Cuando
cayó el muro de Berlín, ese que para unos era el obstáculo para que no entrasen
los de fuera y para otros para que no saliesen los de dentro, sus pedazos se
vendían como oro en paño por el simbolismo que suponía, el levantamiento del
telón de acero para el tránsito normal de personas, con la convicción de que
llegarían a Occidente todos, o casi todos, los transeúntes y pocos los que lo
cruzarían para pasar a la parte oriental.
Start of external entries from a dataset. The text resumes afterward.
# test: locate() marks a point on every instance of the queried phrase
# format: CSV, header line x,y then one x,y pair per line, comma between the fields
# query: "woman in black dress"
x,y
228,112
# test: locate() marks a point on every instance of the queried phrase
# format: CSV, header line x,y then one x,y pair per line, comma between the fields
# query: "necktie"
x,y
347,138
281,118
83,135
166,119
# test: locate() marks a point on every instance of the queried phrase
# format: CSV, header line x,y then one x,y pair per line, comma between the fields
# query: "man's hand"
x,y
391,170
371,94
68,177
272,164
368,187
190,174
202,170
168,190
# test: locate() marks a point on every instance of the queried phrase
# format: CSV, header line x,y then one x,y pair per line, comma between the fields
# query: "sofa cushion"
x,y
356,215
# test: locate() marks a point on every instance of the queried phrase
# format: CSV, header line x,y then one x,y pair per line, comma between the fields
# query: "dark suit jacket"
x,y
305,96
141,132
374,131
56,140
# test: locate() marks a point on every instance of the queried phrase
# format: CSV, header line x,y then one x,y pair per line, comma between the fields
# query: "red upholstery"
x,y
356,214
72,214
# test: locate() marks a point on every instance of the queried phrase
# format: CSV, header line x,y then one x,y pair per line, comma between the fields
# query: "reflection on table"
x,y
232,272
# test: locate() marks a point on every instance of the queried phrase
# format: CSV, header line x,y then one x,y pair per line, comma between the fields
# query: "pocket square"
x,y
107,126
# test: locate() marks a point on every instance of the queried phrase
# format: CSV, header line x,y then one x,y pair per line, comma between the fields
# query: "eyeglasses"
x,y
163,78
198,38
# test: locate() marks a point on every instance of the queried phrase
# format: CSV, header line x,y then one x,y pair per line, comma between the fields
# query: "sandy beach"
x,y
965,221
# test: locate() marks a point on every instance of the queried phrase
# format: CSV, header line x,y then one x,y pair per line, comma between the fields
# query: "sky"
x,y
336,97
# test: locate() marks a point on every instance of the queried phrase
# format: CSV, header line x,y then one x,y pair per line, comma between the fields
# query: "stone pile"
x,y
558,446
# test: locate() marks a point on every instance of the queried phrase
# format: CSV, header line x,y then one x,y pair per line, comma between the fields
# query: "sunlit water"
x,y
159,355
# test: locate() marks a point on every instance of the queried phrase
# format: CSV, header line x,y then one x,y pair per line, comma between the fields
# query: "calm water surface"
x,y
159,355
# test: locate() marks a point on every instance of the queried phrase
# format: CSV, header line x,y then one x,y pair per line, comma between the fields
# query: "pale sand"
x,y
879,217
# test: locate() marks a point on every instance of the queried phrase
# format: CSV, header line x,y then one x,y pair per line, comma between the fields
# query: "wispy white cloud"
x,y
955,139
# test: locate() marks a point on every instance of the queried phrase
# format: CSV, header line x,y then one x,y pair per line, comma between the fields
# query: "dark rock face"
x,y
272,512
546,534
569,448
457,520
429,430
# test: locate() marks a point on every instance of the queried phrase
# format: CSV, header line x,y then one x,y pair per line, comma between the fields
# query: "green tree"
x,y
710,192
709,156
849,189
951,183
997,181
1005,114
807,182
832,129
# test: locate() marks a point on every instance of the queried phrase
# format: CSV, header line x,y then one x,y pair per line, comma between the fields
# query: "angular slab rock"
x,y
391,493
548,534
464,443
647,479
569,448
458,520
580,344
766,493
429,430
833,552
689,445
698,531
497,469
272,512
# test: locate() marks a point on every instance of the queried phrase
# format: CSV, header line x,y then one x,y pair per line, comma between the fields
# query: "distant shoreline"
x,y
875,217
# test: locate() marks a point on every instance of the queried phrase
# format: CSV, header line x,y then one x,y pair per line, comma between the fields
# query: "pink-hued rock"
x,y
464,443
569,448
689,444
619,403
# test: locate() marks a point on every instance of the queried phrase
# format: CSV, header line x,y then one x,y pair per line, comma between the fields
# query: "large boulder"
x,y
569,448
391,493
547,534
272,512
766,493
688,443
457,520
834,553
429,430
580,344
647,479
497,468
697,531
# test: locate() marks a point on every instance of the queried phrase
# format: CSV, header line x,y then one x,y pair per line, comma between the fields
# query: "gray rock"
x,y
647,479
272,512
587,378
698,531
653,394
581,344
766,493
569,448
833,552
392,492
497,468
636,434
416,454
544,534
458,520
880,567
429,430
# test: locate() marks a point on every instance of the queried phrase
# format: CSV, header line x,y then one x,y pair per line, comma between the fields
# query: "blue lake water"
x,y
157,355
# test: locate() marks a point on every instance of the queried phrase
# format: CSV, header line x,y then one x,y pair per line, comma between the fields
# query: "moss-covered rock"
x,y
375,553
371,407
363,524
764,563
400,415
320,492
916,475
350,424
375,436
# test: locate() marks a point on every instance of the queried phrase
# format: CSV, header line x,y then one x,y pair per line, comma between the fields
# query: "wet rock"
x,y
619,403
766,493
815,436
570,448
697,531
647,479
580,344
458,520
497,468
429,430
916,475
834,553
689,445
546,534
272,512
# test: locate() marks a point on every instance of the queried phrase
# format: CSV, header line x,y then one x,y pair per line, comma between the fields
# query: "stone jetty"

Pero pocos saben que cuando
se derruyó la Bastilla
se empezaron a repartir, como reliquias, trozos de la fortaleza, por todo el
país, que se fundieron las cadenas y con ellas se acuñaron medallas
conmemorativas y con las piedras, incluso, se hacían pequeñas imágenes votivas
de la libertad.
Hasta 83 se hicieron, que
fueron enviadas a cada uno de los Departamentos.
Y es que la Bastilla , más que lo que
en sí era, una fortaleza, era un símbolo de lo viejo, de la tiranía, de las
detenciones arbitrarias, de la inseguridad, de la indefensión.
El paseo con la cabeza del
Gobernador de la Bastilla ,
en lo alto de una pica, camino del Ayuntamiento es todo él un paseo expiatorio.
El ojo de una de las dos
cabezas, sacado de su órbita, caía sobre el rostro oscuro del muerto, la pica
le atravesaba la boca abierta, cuyos dientes mordían el hierro de la pica.
La gente, enfervorizada,
gritaba de alegría.
Era la fiesta del chivo
expiatorio, el mito de siempre, el culpable de todo lo malo, totalmente
justificado, porque con su desaparición también desaparecían todos los males.
Incluso el paseo era
expiatorio.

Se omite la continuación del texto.